Good communication is vital in order to go towards understanding the experience of the other, as we are not able to know what another is experiencing and only have our own frame of reference to work with to try and figure out what might be happening for someone else. In order for relationships to function well there needs to be trust, respect, honesty and kindness. The individuals in the relationship also need to feel safe in order to be open to each other. Anxiety prevents the establishment of the necessary level of vulnerability due to fear of getting hurt, thus preventing the development of intimate connection.This in turns fuels more anxiety as the fear increases of being hurt. The vicious spiral continues and the relationship becomes more fragile with every cycle.



Senses evoke reactions and an individual can't always identify what the trigger has been.

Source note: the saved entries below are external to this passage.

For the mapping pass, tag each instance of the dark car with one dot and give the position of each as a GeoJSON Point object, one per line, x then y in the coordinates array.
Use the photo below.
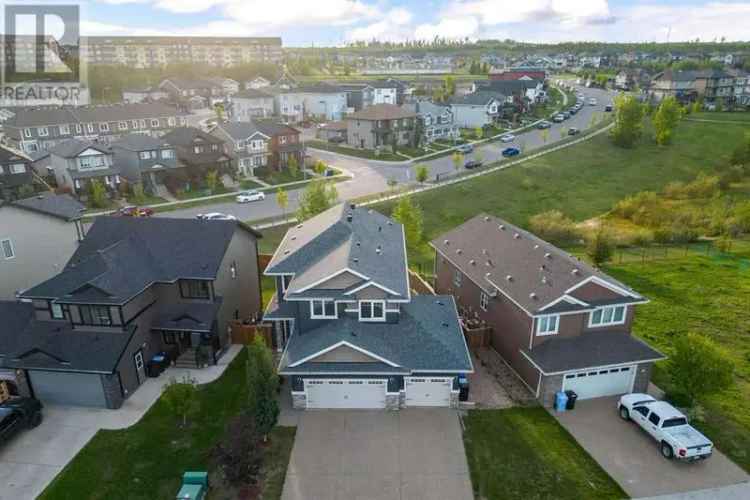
{"type": "Point", "coordinates": [133, 211]}
{"type": "Point", "coordinates": [17, 414]}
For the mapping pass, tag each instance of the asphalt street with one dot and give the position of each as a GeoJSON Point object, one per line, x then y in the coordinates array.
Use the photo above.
{"type": "Point", "coordinates": [371, 176]}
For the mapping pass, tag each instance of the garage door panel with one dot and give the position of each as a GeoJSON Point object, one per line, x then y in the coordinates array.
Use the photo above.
{"type": "Point", "coordinates": [346, 393]}
{"type": "Point", "coordinates": [428, 391]}
{"type": "Point", "coordinates": [600, 383]}
{"type": "Point", "coordinates": [80, 389]}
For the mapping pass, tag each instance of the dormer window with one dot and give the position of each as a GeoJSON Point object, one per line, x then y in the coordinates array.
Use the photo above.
{"type": "Point", "coordinates": [372, 310]}
{"type": "Point", "coordinates": [322, 309]}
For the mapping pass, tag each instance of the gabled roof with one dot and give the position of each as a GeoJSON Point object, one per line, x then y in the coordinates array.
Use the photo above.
{"type": "Point", "coordinates": [383, 112]}
{"type": "Point", "coordinates": [62, 206]}
{"type": "Point", "coordinates": [427, 336]}
{"type": "Point", "coordinates": [121, 256]}
{"type": "Point", "coordinates": [525, 268]}
{"type": "Point", "coordinates": [371, 246]}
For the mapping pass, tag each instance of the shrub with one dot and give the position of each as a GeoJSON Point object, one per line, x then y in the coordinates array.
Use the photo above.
{"type": "Point", "coordinates": [554, 227]}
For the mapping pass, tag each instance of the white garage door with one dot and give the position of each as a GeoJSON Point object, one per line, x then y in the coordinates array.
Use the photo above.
{"type": "Point", "coordinates": [345, 393]}
{"type": "Point", "coordinates": [81, 389]}
{"type": "Point", "coordinates": [428, 391]}
{"type": "Point", "coordinates": [598, 383]}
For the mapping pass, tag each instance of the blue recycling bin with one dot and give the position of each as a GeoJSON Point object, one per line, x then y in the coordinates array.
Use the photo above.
{"type": "Point", "coordinates": [561, 401]}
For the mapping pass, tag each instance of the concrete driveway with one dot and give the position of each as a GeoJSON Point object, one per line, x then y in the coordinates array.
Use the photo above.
{"type": "Point", "coordinates": [632, 457]}
{"type": "Point", "coordinates": [34, 457]}
{"type": "Point", "coordinates": [414, 454]}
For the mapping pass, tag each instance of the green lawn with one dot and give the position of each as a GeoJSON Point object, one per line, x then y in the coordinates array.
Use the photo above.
{"type": "Point", "coordinates": [523, 453]}
{"type": "Point", "coordinates": [583, 181]}
{"type": "Point", "coordinates": [146, 461]}
{"type": "Point", "coordinates": [708, 295]}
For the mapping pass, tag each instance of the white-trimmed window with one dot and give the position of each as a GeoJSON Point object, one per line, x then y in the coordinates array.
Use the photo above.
{"type": "Point", "coordinates": [7, 247]}
{"type": "Point", "coordinates": [484, 300]}
{"type": "Point", "coordinates": [372, 310]}
{"type": "Point", "coordinates": [457, 277]}
{"type": "Point", "coordinates": [322, 309]}
{"type": "Point", "coordinates": [547, 325]}
{"type": "Point", "coordinates": [609, 315]}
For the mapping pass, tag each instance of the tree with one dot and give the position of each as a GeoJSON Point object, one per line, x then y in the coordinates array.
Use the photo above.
{"type": "Point", "coordinates": [458, 160]}
{"type": "Point", "coordinates": [698, 367]}
{"type": "Point", "coordinates": [665, 120]}
{"type": "Point", "coordinates": [212, 181]}
{"type": "Point", "coordinates": [599, 247]}
{"type": "Point", "coordinates": [410, 215]}
{"type": "Point", "coordinates": [181, 397]}
{"type": "Point", "coordinates": [628, 125]}
{"type": "Point", "coordinates": [282, 200]}
{"type": "Point", "coordinates": [238, 454]}
{"type": "Point", "coordinates": [317, 197]}
{"type": "Point", "coordinates": [292, 166]}
{"type": "Point", "coordinates": [422, 172]}
{"type": "Point", "coordinates": [262, 384]}
{"type": "Point", "coordinates": [97, 194]}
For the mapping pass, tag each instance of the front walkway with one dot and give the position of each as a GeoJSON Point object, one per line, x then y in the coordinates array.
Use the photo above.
{"type": "Point", "coordinates": [33, 458]}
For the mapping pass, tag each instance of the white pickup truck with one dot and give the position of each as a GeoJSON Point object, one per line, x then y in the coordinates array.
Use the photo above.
{"type": "Point", "coordinates": [669, 427]}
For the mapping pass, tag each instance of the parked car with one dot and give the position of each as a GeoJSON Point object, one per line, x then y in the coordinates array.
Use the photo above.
{"type": "Point", "coordinates": [248, 196]}
{"type": "Point", "coordinates": [215, 216]}
{"type": "Point", "coordinates": [17, 414]}
{"type": "Point", "coordinates": [133, 211]}
{"type": "Point", "coordinates": [669, 427]}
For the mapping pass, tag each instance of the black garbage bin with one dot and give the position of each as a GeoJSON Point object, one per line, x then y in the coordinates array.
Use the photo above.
{"type": "Point", "coordinates": [572, 396]}
{"type": "Point", "coordinates": [463, 388]}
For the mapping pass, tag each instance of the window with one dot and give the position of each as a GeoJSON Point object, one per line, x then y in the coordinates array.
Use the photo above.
{"type": "Point", "coordinates": [372, 310]}
{"type": "Point", "coordinates": [457, 277]}
{"type": "Point", "coordinates": [57, 312]}
{"type": "Point", "coordinates": [8, 251]}
{"type": "Point", "coordinates": [322, 309]}
{"type": "Point", "coordinates": [610, 315]}
{"type": "Point", "coordinates": [547, 325]}
{"type": "Point", "coordinates": [17, 168]}
{"type": "Point", "coordinates": [484, 299]}
{"type": "Point", "coordinates": [95, 315]}
{"type": "Point", "coordinates": [194, 289]}
{"type": "Point", "coordinates": [654, 418]}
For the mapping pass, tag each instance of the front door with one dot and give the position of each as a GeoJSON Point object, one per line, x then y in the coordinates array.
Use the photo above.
{"type": "Point", "coordinates": [140, 367]}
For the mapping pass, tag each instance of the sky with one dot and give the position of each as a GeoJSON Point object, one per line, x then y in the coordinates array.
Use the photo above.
{"type": "Point", "coordinates": [335, 22]}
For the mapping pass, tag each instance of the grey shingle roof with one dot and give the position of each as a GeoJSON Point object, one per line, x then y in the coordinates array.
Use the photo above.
{"type": "Point", "coordinates": [489, 250]}
{"type": "Point", "coordinates": [121, 256]}
{"type": "Point", "coordinates": [590, 350]}
{"type": "Point", "coordinates": [426, 337]}
{"type": "Point", "coordinates": [63, 206]}
{"type": "Point", "coordinates": [54, 345]}
{"type": "Point", "coordinates": [371, 245]}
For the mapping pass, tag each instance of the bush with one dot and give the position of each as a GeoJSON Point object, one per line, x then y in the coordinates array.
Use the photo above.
{"type": "Point", "coordinates": [554, 227]}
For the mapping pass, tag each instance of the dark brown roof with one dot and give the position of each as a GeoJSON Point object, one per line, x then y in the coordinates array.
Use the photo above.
{"type": "Point", "coordinates": [532, 272]}
{"type": "Point", "coordinates": [383, 112]}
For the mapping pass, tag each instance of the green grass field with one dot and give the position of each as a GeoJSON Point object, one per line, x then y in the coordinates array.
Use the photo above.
{"type": "Point", "coordinates": [709, 295]}
{"type": "Point", "coordinates": [582, 181]}
{"type": "Point", "coordinates": [523, 453]}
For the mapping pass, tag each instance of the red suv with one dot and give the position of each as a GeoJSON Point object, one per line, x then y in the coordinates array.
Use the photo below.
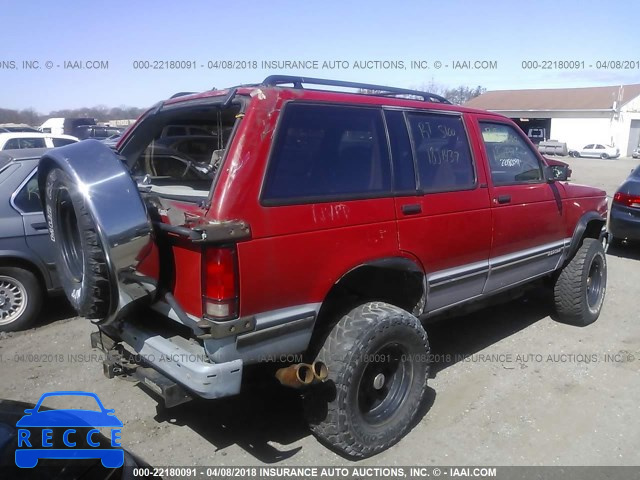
{"type": "Point", "coordinates": [320, 227]}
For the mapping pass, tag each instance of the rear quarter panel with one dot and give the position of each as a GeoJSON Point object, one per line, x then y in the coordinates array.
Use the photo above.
{"type": "Point", "coordinates": [297, 252]}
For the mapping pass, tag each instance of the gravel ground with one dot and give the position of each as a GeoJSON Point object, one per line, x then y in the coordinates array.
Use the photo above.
{"type": "Point", "coordinates": [517, 388]}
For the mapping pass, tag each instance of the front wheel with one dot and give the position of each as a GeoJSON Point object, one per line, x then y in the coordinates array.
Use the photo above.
{"type": "Point", "coordinates": [377, 358]}
{"type": "Point", "coordinates": [580, 288]}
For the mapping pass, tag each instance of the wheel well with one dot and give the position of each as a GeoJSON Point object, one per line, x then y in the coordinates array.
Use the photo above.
{"type": "Point", "coordinates": [17, 262]}
{"type": "Point", "coordinates": [399, 285]}
{"type": "Point", "coordinates": [593, 229]}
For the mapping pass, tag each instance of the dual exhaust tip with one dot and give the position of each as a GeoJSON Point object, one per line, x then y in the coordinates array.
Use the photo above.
{"type": "Point", "coordinates": [302, 375]}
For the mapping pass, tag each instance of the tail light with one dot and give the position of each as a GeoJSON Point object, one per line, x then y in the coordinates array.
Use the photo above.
{"type": "Point", "coordinates": [627, 200]}
{"type": "Point", "coordinates": [220, 283]}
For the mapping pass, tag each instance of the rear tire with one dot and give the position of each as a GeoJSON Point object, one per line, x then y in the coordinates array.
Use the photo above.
{"type": "Point", "coordinates": [580, 288]}
{"type": "Point", "coordinates": [20, 299]}
{"type": "Point", "coordinates": [377, 358]}
{"type": "Point", "coordinates": [80, 257]}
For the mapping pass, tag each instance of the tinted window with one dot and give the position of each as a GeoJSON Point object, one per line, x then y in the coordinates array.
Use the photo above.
{"type": "Point", "coordinates": [327, 151]}
{"type": "Point", "coordinates": [510, 157]}
{"type": "Point", "coordinates": [28, 198]}
{"type": "Point", "coordinates": [175, 131]}
{"type": "Point", "coordinates": [60, 142]}
{"type": "Point", "coordinates": [442, 152]}
{"type": "Point", "coordinates": [12, 144]}
{"type": "Point", "coordinates": [404, 175]}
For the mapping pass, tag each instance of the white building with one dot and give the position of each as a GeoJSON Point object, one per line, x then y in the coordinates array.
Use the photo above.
{"type": "Point", "coordinates": [577, 116]}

When an individual is able to see that they are contributing to the situation, they can activate change. Exposure is required to see how individuals create the anxiety and so they can reconsider and change their process.



Shame is often a part of the process as when there is a rupturing of connection to the faulty thinking, awareness grows that time has been wasted in living with unnecessary anxiety and fear. Once an individual can get a clear film of what they do, then they are empowered.



Anxiety prevents individuals from knowing what the film is and the work is to discover what the film truly is.



Being co stars in the same film sounds like a good idea. However as we can never fully understand the experience of another in reality this notion is fraught with danger. There would have to be a certain amount of assumption and this opens up the possibility of misunderstanding. Existentially we are alone and as we are social beings we crave contact. Somewhere along the line most people will have to compromise in order to be in relationship with another.


Good communication skills are essential for healthy relating. The process of couples therapy allows a safe neutral space for couples to experiment with showing up and how best to explore navigating through differences in order not to heighten friction and fuel anxiety.